Falls Church City Manager Wyatt Shields presented his full recommended budget to the F.C. City Council Monday night which calls for funding the FY 2016 fiscal year budget, including the full budget request of the School Board, with a four cent increase in the real estate tax rate from $1.305 to $1.345 per $100 of assessed valuation.
While the size of the City’s operating budget grows by 1.59% in Shields’ proposed budget, he is by law required to adopt in full the budget request from the School Board, which voted unanimously last week to seek a 5.3% increase. The overall budget with these aspects included comes in at $83,068,154, or a 3.1% increase over the current fiscal year’s budget.

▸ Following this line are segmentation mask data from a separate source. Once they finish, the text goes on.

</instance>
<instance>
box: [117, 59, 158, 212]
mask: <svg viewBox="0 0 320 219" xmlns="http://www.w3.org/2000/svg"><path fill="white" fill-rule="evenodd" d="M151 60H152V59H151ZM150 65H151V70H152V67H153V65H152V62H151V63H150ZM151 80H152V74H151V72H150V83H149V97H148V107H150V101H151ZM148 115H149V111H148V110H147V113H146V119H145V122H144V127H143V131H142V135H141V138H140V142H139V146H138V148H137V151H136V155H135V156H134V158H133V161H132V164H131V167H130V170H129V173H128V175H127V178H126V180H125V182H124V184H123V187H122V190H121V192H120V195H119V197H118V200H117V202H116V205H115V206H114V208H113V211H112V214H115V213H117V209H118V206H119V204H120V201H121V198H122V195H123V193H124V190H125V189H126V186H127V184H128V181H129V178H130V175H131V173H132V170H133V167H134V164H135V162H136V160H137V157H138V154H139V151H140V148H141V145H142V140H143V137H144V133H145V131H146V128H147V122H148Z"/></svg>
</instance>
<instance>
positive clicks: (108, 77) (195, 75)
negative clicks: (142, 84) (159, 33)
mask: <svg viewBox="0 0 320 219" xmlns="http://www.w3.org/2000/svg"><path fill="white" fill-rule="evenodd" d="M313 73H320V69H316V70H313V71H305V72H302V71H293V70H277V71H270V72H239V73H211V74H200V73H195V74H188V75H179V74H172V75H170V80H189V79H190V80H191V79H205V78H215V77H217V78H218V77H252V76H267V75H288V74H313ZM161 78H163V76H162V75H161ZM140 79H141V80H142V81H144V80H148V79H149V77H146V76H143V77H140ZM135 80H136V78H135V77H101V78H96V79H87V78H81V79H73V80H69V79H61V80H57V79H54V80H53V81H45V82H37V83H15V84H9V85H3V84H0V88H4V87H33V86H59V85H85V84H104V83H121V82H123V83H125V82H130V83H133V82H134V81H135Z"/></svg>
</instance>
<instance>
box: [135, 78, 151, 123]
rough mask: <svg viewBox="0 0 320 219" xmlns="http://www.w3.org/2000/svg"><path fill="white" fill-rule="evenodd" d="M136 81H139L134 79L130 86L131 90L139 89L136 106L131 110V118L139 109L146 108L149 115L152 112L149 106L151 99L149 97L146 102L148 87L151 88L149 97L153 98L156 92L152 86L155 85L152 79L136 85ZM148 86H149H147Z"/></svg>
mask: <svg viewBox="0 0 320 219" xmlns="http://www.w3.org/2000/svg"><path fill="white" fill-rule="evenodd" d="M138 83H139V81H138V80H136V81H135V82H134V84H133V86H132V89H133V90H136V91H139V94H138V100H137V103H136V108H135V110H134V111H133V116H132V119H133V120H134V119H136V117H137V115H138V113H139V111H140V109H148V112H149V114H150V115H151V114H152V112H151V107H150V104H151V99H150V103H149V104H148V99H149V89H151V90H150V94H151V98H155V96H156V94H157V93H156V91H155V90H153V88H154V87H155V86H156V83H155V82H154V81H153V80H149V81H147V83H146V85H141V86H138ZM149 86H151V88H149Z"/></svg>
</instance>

But with Monday’s presentation, the budget is now handed over to the City Council, which can do anything it wants to it, in terms of raising or lowering the numbers and the tax rate, before it is expected to adopt the final budget, due to go into effect on July 1, at the end of April. The Council begins its deliberative process with a town hall meeting to hear input from the community this Saturday at 10 a.m. in the Community Center. It will then hold its first work session next Monday night, with the School Board due to be in attendance. That session will have representatives from all the City departments present to answer questions from the public in a sort of walk-around format for some time before the work session actually begins.
The City Manager’s proposed 4-cent tax rate increase means that for the 2015 median home value of $643,900 in the City, a $724 increase will be absorbed, including $467 due to assessment growth and $257 due to the 4-cent tax rate increase.